Si Sylvana no hubiese estado junto a mí, mis carcajadas hubiesen hecho eco en la piazza. ¡Viva la misericordia! Pongamos al cielo de excusa para poder disfrutar de una muerte que le robará la dignidad a un infeliz. ¿Alguna vez han visto morir a alguien en una galera? Solo tengo una cosa que decir. Pantalones blancos no son buena opción.

Tomas continuaba como un monigote, mientras el verdugo colgaba la cuerda. Todo iba a pedir de boca y de repente, Sylvie hizo algo impensable para el momento. Dejó caer el cesto. Las pocas flores blancas que quedaban cayeron como copos marchitos a nuestros pies. Se abalanzó sobre mí, juntando sus labios con los míos en un beso desesperado.

La mitad de la audiencia en la plaza comenzó a murmurar sobre lo que estaba pasando entre nosotros; la otra mitad, se concentró en el revuelo cercano al patíbulo.

No me dio tiempo de reaccionar. Sylvana separó su rostro del mío para dejarme ver las lágrimas rojas que se deslizaban de sus ojos dorados.

—Te mentí, con la esperanza de descubrir que tú no me has mentido. Lo sabremos desde la encrucijada.

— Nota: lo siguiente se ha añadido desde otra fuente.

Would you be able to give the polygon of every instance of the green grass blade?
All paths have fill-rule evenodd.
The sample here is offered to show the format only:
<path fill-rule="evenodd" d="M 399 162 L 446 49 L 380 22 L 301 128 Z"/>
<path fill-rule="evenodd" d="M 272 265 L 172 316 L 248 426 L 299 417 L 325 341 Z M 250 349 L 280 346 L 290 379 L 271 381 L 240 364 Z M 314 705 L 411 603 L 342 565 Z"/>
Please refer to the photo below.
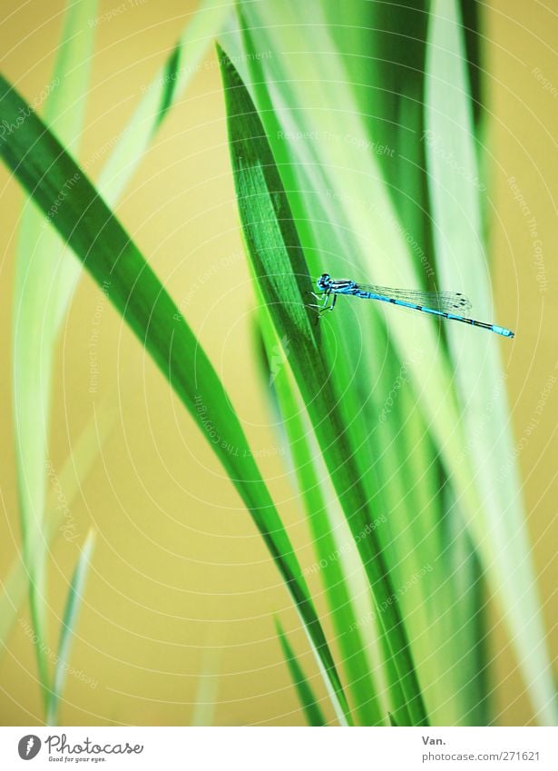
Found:
<path fill-rule="evenodd" d="M 439 272 L 445 286 L 460 286 L 475 298 L 477 318 L 489 320 L 493 310 L 483 248 L 482 193 L 456 0 L 436 0 L 433 5 L 427 74 L 426 142 Z M 504 610 L 538 719 L 556 725 L 558 700 L 521 486 L 516 465 L 509 460 L 514 458 L 513 440 L 498 341 L 494 335 L 467 335 L 453 328 L 448 328 L 447 334 L 456 361 L 455 377 L 463 405 L 465 446 L 470 449 L 480 493 L 481 505 L 471 519 L 473 538 L 491 589 Z"/>
<path fill-rule="evenodd" d="M 70 455 L 66 458 L 59 472 L 53 470 L 53 486 L 46 495 L 44 538 L 45 549 L 49 549 L 56 538 L 64 536 L 66 540 L 73 539 L 74 534 L 68 523 L 64 523 L 66 507 L 71 510 L 81 485 L 98 458 L 110 431 L 114 425 L 116 410 L 114 402 L 103 402 L 95 415 L 82 430 Z M 1 493 L 0 493 L 1 494 Z M 63 496 L 65 506 L 60 504 Z M 2 581 L 0 594 L 0 657 L 7 646 L 8 636 L 21 612 L 27 596 L 29 576 L 22 556 L 14 559 L 7 576 Z"/>
<path fill-rule="evenodd" d="M 68 2 L 44 119 L 75 152 L 82 132 L 94 31 L 95 0 Z M 25 206 L 19 232 L 13 325 L 13 393 L 16 466 L 24 560 L 39 679 L 46 703 L 45 459 L 48 446 L 53 343 L 57 324 L 54 299 L 69 255 L 42 215 Z M 64 270 L 64 269 L 62 269 Z"/>
<path fill-rule="evenodd" d="M 224 0 L 203 0 L 189 19 L 172 53 L 145 87 L 97 181 L 97 189 L 109 206 L 120 199 L 171 108 L 195 75 L 200 61 L 230 9 L 231 4 Z M 72 257 L 64 260 L 56 287 L 57 329 L 65 318 L 81 272 L 79 261 Z"/>
<path fill-rule="evenodd" d="M 16 123 L 20 110 L 28 117 Z M 328 643 L 300 566 L 253 460 L 238 417 L 203 349 L 130 236 L 84 173 L 0 76 L 0 117 L 16 128 L 0 143 L 2 157 L 46 213 L 67 195 L 53 224 L 104 288 L 189 410 L 242 498 L 286 583 L 318 665 L 327 673 L 342 722 L 350 722 Z M 68 188 L 67 181 L 73 180 Z M 210 438 L 208 425 L 220 437 Z"/>
<path fill-rule="evenodd" d="M 278 336 L 289 341 L 291 370 L 357 539 L 367 532 L 374 518 L 350 433 L 338 409 L 331 375 L 321 354 L 320 328 L 307 307 L 312 290 L 308 267 L 261 121 L 230 61 L 221 50 L 219 57 L 237 200 L 249 254 Z M 405 624 L 396 604 L 388 601 L 394 590 L 375 533 L 360 538 L 358 549 L 405 697 L 396 705 L 398 715 L 414 725 L 426 725 L 427 717 Z"/>
<path fill-rule="evenodd" d="M 302 711 L 304 712 L 308 726 L 325 726 L 326 718 L 319 708 L 319 705 L 314 696 L 311 686 L 302 670 L 302 667 L 299 663 L 299 659 L 297 658 L 294 650 L 290 647 L 290 643 L 283 631 L 283 628 L 278 620 L 275 622 L 275 627 L 277 628 L 279 643 L 281 644 L 281 650 L 283 651 L 285 661 L 289 667 L 293 685 L 297 690 L 297 694 L 299 695 L 300 707 L 302 707 Z"/>
<path fill-rule="evenodd" d="M 181 96 L 232 10 L 232 2 L 203 0 L 159 70 L 121 134 L 99 177 L 104 200 L 116 203 L 147 152 L 167 113 Z"/>
<path fill-rule="evenodd" d="M 64 689 L 68 662 L 70 660 L 70 650 L 72 639 L 75 634 L 80 604 L 85 590 L 85 578 L 95 543 L 94 531 L 90 530 L 81 550 L 80 556 L 72 577 L 72 583 L 68 589 L 68 597 L 62 619 L 60 639 L 58 641 L 58 651 L 56 654 L 56 664 L 54 666 L 54 677 L 53 677 L 53 687 L 51 690 L 48 709 L 46 712 L 46 725 L 55 726 L 58 722 L 58 710 L 60 698 Z"/>
<path fill-rule="evenodd" d="M 259 326 L 269 361 L 275 352 L 280 350 L 280 343 L 263 301 L 259 303 L 259 307 L 261 308 Z M 382 725 L 377 694 L 370 677 L 369 661 L 359 631 L 365 623 L 362 618 L 358 623 L 344 572 L 344 563 L 349 561 L 346 555 L 352 551 L 349 549 L 352 545 L 350 530 L 344 520 L 336 523 L 336 527 L 332 528 L 321 489 L 322 482 L 316 470 L 316 455 L 308 443 L 308 427 L 303 420 L 304 412 L 301 411 L 300 400 L 297 398 L 298 391 L 292 382 L 289 367 L 281 365 L 273 372 L 273 390 L 281 415 L 281 424 L 289 438 L 299 494 L 304 503 L 316 550 L 317 563 L 313 567 L 319 569 L 328 595 L 329 611 L 347 672 L 348 687 L 353 694 L 355 712 L 362 726 Z M 326 471 L 325 473 L 327 474 Z M 343 525 L 345 527 L 342 527 Z M 353 558 L 357 557 L 357 564 L 350 566 L 351 572 L 360 571 L 362 566 L 357 555 L 350 553 L 350 556 Z M 367 619 L 369 610 L 370 608 L 367 608 L 362 613 L 363 618 Z"/>

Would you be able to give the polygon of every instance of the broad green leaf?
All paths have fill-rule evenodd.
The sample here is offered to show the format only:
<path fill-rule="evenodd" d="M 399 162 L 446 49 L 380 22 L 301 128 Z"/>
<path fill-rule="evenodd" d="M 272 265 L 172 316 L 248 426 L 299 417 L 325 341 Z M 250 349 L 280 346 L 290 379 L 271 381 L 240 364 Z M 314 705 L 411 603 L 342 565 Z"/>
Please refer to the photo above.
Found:
<path fill-rule="evenodd" d="M 490 320 L 482 191 L 456 0 L 435 0 L 430 24 L 426 144 L 439 272 L 445 287 L 459 284 L 475 298 L 477 318 Z M 513 452 L 498 341 L 494 335 L 473 336 L 453 327 L 447 335 L 463 405 L 464 455 L 474 466 L 480 495 L 476 515 L 470 519 L 475 544 L 508 625 L 537 718 L 556 725 L 558 700 Z"/>
<path fill-rule="evenodd" d="M 308 726 L 327 725 L 326 718 L 319 708 L 319 704 L 314 696 L 312 687 L 302 670 L 302 667 L 299 663 L 299 659 L 297 658 L 294 650 L 290 647 L 290 643 L 289 642 L 287 635 L 283 631 L 283 628 L 277 620 L 275 622 L 275 627 L 277 628 L 279 643 L 281 644 L 285 661 L 289 667 L 293 685 L 297 689 L 297 694 L 299 695 L 300 707 L 302 707 L 302 711 L 304 712 Z"/>
<path fill-rule="evenodd" d="M 44 120 L 74 153 L 83 123 L 96 0 L 69 0 Z M 21 116 L 20 116 L 21 118 Z M 9 136 L 5 139 L 9 141 Z M 54 342 L 58 327 L 58 285 L 69 254 L 33 205 L 22 215 L 15 267 L 13 320 L 13 394 L 20 517 L 29 576 L 31 617 L 39 679 L 46 702 L 46 548 L 44 485 L 49 435 Z"/>
<path fill-rule="evenodd" d="M 389 572 L 372 520 L 358 460 L 320 349 L 320 329 L 307 307 L 312 282 L 289 202 L 256 108 L 236 69 L 219 51 L 225 85 L 229 137 L 244 238 L 262 295 L 279 339 L 289 341 L 290 368 L 305 401 L 324 459 L 367 569 L 397 684 L 403 719 L 427 717 Z M 384 606 L 385 609 L 384 609 Z M 380 609 L 381 608 L 381 609 Z"/>
<path fill-rule="evenodd" d="M 60 639 L 58 641 L 58 651 L 54 666 L 54 677 L 53 678 L 53 687 L 48 700 L 48 708 L 46 710 L 47 726 L 55 726 L 58 722 L 60 699 L 66 678 L 72 640 L 77 627 L 78 612 L 83 597 L 83 591 L 85 589 L 85 578 L 87 577 L 87 570 L 91 561 L 94 543 L 94 531 L 90 530 L 87 534 L 87 538 L 85 539 L 83 548 L 80 552 L 75 570 L 72 577 L 70 588 L 68 590 L 68 598 L 66 599 L 66 606 L 64 608 L 62 627 L 60 629 Z"/>
<path fill-rule="evenodd" d="M 16 123 L 20 110 L 28 117 Z M 286 583 L 327 674 L 338 715 L 349 722 L 341 684 L 300 566 L 225 389 L 205 351 L 155 273 L 83 171 L 15 89 L 0 76 L 0 117 L 16 128 L 2 157 L 46 213 L 73 184 L 53 224 L 145 346 L 189 410 L 242 498 Z M 66 185 L 67 187 L 67 185 Z M 220 441 L 209 436 L 208 420 Z M 238 450 L 238 451 L 237 451 Z"/>

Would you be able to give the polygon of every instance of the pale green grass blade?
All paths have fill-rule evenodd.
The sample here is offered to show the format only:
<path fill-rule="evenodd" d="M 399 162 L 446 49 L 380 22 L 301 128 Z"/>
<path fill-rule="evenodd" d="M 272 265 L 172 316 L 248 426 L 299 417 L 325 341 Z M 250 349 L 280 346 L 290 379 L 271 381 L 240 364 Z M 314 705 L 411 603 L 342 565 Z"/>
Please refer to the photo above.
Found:
<path fill-rule="evenodd" d="M 240 23 L 240 28 L 244 30 L 248 26 L 250 32 L 236 36 L 223 35 L 222 39 L 238 57 L 239 66 L 251 76 L 252 93 L 288 190 L 314 277 L 327 269 L 337 275 L 366 276 L 367 280 L 377 275 L 380 283 L 418 286 L 430 281 L 434 267 L 427 248 L 428 228 L 421 222 L 424 218 L 428 223 L 426 182 L 421 180 L 420 169 L 416 169 L 409 179 L 413 163 L 424 165 L 420 92 L 423 62 L 411 60 L 409 54 L 403 51 L 400 58 L 406 66 L 397 68 L 392 64 L 398 59 L 402 47 L 410 50 L 415 46 L 424 53 L 425 41 L 420 42 L 419 38 L 424 37 L 425 25 L 413 24 L 414 39 L 407 42 L 408 30 L 404 26 L 398 29 L 397 25 L 409 9 L 402 8 L 401 13 L 394 15 L 388 5 L 369 5 L 370 14 L 378 15 L 378 23 L 372 23 L 371 30 L 363 29 L 362 35 L 367 36 L 369 49 L 376 54 L 370 61 L 370 69 L 377 66 L 378 72 L 371 81 L 372 89 L 368 89 L 374 93 L 376 101 L 367 109 L 367 116 L 359 114 L 358 94 L 353 93 L 354 84 L 348 80 L 331 42 L 331 35 L 341 30 L 332 31 L 321 24 L 321 9 L 330 19 L 339 19 L 337 9 L 328 4 L 316 3 L 311 9 L 288 2 L 265 5 L 242 4 L 248 23 Z M 357 15 L 358 11 L 354 10 Z M 352 6 L 344 8 L 343 25 L 350 27 L 352 11 Z M 387 19 L 379 18 L 390 14 Z M 416 16 L 420 16 L 420 12 Z M 393 35 L 383 35 L 387 26 L 393 29 Z M 250 44 L 251 37 L 254 41 Z M 377 44 L 389 45 L 388 61 L 377 61 L 387 57 Z M 273 51 L 274 55 L 260 61 L 250 58 L 254 52 L 265 50 Z M 360 54 L 369 57 L 369 51 Z M 416 58 L 420 56 L 417 54 Z M 382 66 L 389 71 L 387 78 L 382 74 Z M 366 80 L 365 87 L 367 88 Z M 400 104 L 398 90 L 406 95 Z M 375 147 L 385 144 L 390 154 L 384 157 L 370 149 L 372 142 Z M 408 159 L 406 164 L 402 163 L 399 153 Z M 384 177 L 388 173 L 389 185 L 387 185 Z M 394 192 L 400 194 L 395 197 Z M 417 199 L 415 207 L 411 205 L 414 198 Z M 424 212 L 421 206 L 425 207 Z M 396 215 L 403 217 L 403 223 Z M 384 278 L 380 280 L 380 276 Z M 367 480 L 370 500 L 377 510 L 390 512 L 391 536 L 387 540 L 395 539 L 391 556 L 393 564 L 400 567 L 397 586 L 412 578 L 415 568 L 406 556 L 412 557 L 416 552 L 417 558 L 420 558 L 426 546 L 425 539 L 428 540 L 426 554 L 436 553 L 442 518 L 436 490 L 447 483 L 445 479 L 451 479 L 468 516 L 474 516 L 479 505 L 471 484 L 468 459 L 463 457 L 465 440 L 444 341 L 437 340 L 437 325 L 433 327 L 421 321 L 406 313 L 396 318 L 393 313 L 384 314 L 371 308 L 355 307 L 353 303 L 350 309 L 344 307 L 342 313 L 336 311 L 324 323 L 327 335 L 324 350 L 331 351 L 332 357 L 335 356 L 334 377 L 338 381 L 338 390 L 344 394 L 348 420 L 358 416 L 361 440 L 366 443 L 360 451 L 372 459 L 363 464 L 374 470 Z M 330 336 L 329 328 L 332 328 Z M 386 366 L 389 360 L 396 362 L 393 368 Z M 406 370 L 406 387 L 416 390 L 411 412 L 406 414 L 400 409 L 401 400 L 401 405 L 396 404 L 392 409 L 389 420 L 377 426 L 378 414 L 403 367 Z M 418 421 L 413 414 L 417 408 L 422 412 Z M 421 430 L 418 436 L 426 447 L 418 466 L 414 460 L 410 464 L 397 448 L 412 445 L 420 426 L 427 427 L 432 440 Z M 377 433 L 371 436 L 370 431 L 375 429 Z M 409 475 L 413 475 L 412 484 Z M 432 501 L 428 507 L 430 519 L 425 508 L 425 501 L 428 500 Z M 421 510 L 423 514 L 415 523 Z M 406 538 L 409 535 L 409 522 L 415 523 L 413 539 Z M 380 533 L 383 536 L 383 531 Z M 412 549 L 413 539 L 419 543 L 418 549 Z M 428 556 L 426 561 L 429 559 Z M 424 560 L 420 560 L 418 567 L 423 564 Z M 428 581 L 435 576 L 438 584 L 447 590 L 445 602 L 449 605 L 460 602 L 450 591 L 448 570 L 453 569 L 438 560 L 435 564 L 436 572 L 428 573 L 426 580 L 423 579 L 419 585 L 421 602 L 430 608 L 429 612 L 436 612 L 427 596 Z M 437 596 L 440 597 L 439 592 Z M 406 598 L 402 605 L 413 609 L 408 593 Z M 431 625 L 426 633 L 423 630 L 419 641 L 412 636 L 413 649 L 421 659 L 431 657 L 431 651 L 443 642 L 438 633 L 439 628 Z M 465 636 L 460 643 L 468 651 L 476 645 L 475 640 L 465 641 Z M 439 710 L 438 714 L 444 714 L 443 705 L 446 701 L 444 687 L 451 690 L 454 685 L 452 671 L 448 669 L 445 673 L 446 679 L 436 691 L 432 707 Z M 432 664 L 425 674 L 438 677 Z M 422 675 L 421 669 L 421 682 Z M 427 685 L 426 681 L 425 687 Z M 433 682 L 432 688 L 426 687 L 425 693 L 429 706 L 435 686 Z M 471 705 L 465 703 L 463 695 L 456 699 L 461 697 L 461 704 L 455 707 L 456 713 L 464 716 Z"/>
<path fill-rule="evenodd" d="M 60 235 L 145 346 L 242 498 L 278 567 L 311 641 L 318 666 L 327 673 L 342 723 L 348 707 L 323 630 L 269 493 L 223 384 L 203 349 L 178 312 L 161 282 L 106 206 L 89 180 L 33 114 L 15 89 L 0 76 L 0 116 L 15 123 L 20 111 L 27 119 L 0 143 L 0 153 L 19 182 L 46 213 L 64 181 L 74 179 L 53 220 Z M 208 416 L 221 438 L 208 435 Z M 231 452 L 230 448 L 237 452 Z"/>
<path fill-rule="evenodd" d="M 200 62 L 233 7 L 227 0 L 203 0 L 159 70 L 105 163 L 97 187 L 109 205 L 122 195 L 168 111 L 182 95 Z"/>
<path fill-rule="evenodd" d="M 201 663 L 191 726 L 212 726 L 219 690 L 219 654 L 209 648 Z"/>
<path fill-rule="evenodd" d="M 93 554 L 95 543 L 95 535 L 93 530 L 90 530 L 85 539 L 83 547 L 80 552 L 80 556 L 72 577 L 72 583 L 68 589 L 68 598 L 64 611 L 62 619 L 62 627 L 60 629 L 60 639 L 58 641 L 58 651 L 56 654 L 56 663 L 54 666 L 54 676 L 53 678 L 53 687 L 48 701 L 48 709 L 46 712 L 46 725 L 56 726 L 58 723 L 58 711 L 60 708 L 60 698 L 64 689 L 68 662 L 70 660 L 70 652 L 72 647 L 72 640 L 75 634 L 77 627 L 78 613 L 80 604 L 83 598 L 85 590 L 85 579 L 87 570 Z"/>
<path fill-rule="evenodd" d="M 306 307 L 312 283 L 296 227 L 265 131 L 236 69 L 220 50 L 225 84 L 233 174 L 244 237 L 278 336 L 289 340 L 289 365 L 308 410 L 332 482 L 354 537 L 373 518 L 361 481 L 350 433 L 320 352 L 320 332 Z M 375 601 L 393 595 L 377 538 L 358 541 Z M 395 604 L 387 603 L 380 621 L 397 682 L 405 698 L 396 705 L 405 720 L 425 725 L 427 717 L 405 624 Z"/>
<path fill-rule="evenodd" d="M 99 175 L 97 189 L 109 206 L 113 206 L 122 196 L 158 129 L 194 77 L 231 8 L 232 3 L 227 0 L 203 0 L 189 19 L 174 50 L 145 87 L 140 104 Z M 65 318 L 81 272 L 79 261 L 68 255 L 61 267 L 56 288 L 58 324 Z"/>
<path fill-rule="evenodd" d="M 455 0 L 436 0 L 433 5 L 427 72 L 426 142 L 439 272 L 445 287 L 459 285 L 475 298 L 478 318 L 489 320 L 491 281 L 483 245 L 475 128 Z M 455 163 L 448 163 L 448 158 Z M 503 608 L 537 719 L 556 725 L 558 703 L 514 460 L 498 341 L 453 328 L 447 334 L 463 405 L 465 446 L 480 496 L 477 514 L 470 520 L 473 537 L 490 588 Z"/>
<path fill-rule="evenodd" d="M 44 119 L 71 152 L 82 131 L 89 81 L 94 0 L 69 2 Z M 49 435 L 53 343 L 57 310 L 54 302 L 64 247 L 43 216 L 27 204 L 16 252 L 13 321 L 13 394 L 16 465 L 24 554 L 29 576 L 31 617 L 39 679 L 46 701 L 46 548 L 44 534 L 45 460 Z"/>
<path fill-rule="evenodd" d="M 81 485 L 87 478 L 104 441 L 114 426 L 116 416 L 115 401 L 105 401 L 85 428 L 72 448 L 59 472 L 53 470 L 52 487 L 47 492 L 44 517 L 45 548 L 51 549 L 57 537 L 66 540 L 74 538 L 72 528 L 64 524 L 65 509 L 60 505 L 59 497 L 71 510 Z M 48 468 L 48 467 L 47 467 Z M 6 649 L 9 634 L 27 597 L 29 576 L 21 555 L 14 559 L 5 580 L 2 581 L 0 594 L 0 657 Z"/>
<path fill-rule="evenodd" d="M 300 707 L 302 707 L 302 711 L 304 712 L 308 726 L 326 726 L 326 718 L 319 708 L 319 704 L 314 696 L 312 687 L 302 670 L 302 667 L 299 663 L 299 659 L 297 658 L 294 650 L 290 647 L 290 643 L 289 642 L 287 635 L 283 631 L 283 628 L 278 620 L 275 622 L 275 627 L 281 645 L 281 650 L 285 657 L 285 661 L 289 667 L 293 685 L 299 696 Z"/>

Lo último que alcancé a ver fue el revuelo de aquellos que estaban al lado de la galera cuando un hombre vestido de blanco levantó a una pequeña que corrió hacia Tomas Devereaux, plantando sus manos abiertas entre el pecho y la espalda del condenado.

Edith Deveraux y su poder de convocatoria, hicieron reaccionar a Tomas por primera vez en casi un año.

—¡Escúchame, Tomas Devereaux! Estás a las puertas del infierno, y el diablo te muestra misericordia. ¡Confiesa!

Desgraciada mocosa. Desgraciado Lucifer que la ayudó a subir al patíbulo. Tomas Devereaux comenzó a hablar, mientras Sylvie me obligaba a perderme en la encrucijada.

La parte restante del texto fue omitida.